Charles O. Finley, owner of the Kansas City team, gave Hunter the nickname "Catfish." Hunter's first major league victory came on July 27, 1965 in Fenway Park against the Boston Red Sox. In 1966 and 1967 Hunter was named to the American League All-Star team. In 1968, the Kansas City Athletics moved to Oakland and on May 8th of that year Hunter pitched the first perfect game in the American League since 1922. He continued winning more and more games and in 1974 he received the Cy Young Award and was named Pitcher of the Year by The Sporting News. While with the Athletics Hunter amassed some very impressive statistics: 4 years with at least 20 wins, 4 World Series wins with no losses and a league leading earned run average of 2.49. After a contract dispute with Finley in 1974, Hunter left the Athletics for the New York Yankees.

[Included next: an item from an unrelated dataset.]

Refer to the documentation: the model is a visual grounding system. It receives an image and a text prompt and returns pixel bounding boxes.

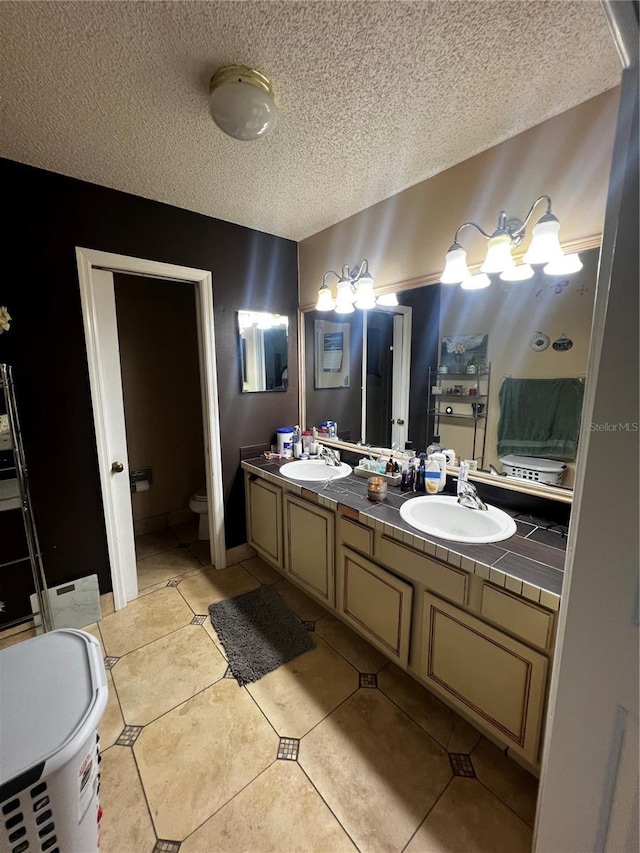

When Hunter signed with the Yankees in 1975, he became the highest paid pitcher in baseball with a contract for $3 Million. He won over 20 games that year and was also named to the All-Star team for the 7th and 8th time in 1975 and 1976. The Yankees won three straight pennants with Hunter from 1976 until 1979. In 1978 Hunter was diagnosed with diabetes. Hunter waited until his 5-year contract with the Yankees had expired as he had planned and then retired to spend more time with his family. He denied that he had any problems with his arm at the time he retired. He went back to farming in Hertford, North Carolina where he grew up. That is where he could hunt and fish happily in the familiar surroundings he so enjoyed in his youth.

He was elected to the Baseball Hall of Fame in 1987. He was an effective pitcher because of the precision of his pitching as opposed to his ability to overpower batters with his speed. He had 5 consecutive years in pitching with 20 or more wins and threw 30 complete games in 1975.

To do the things he enjoyed like hunting and fishing. Hunter died on September 9, 1999 at the age of 53 after complications from a battle with Amyotrophic Lateral Sclerosis (Lou Gehrig's Disease). He is buried there in the Cedarwood Cemetery in Hertford, North Carolina.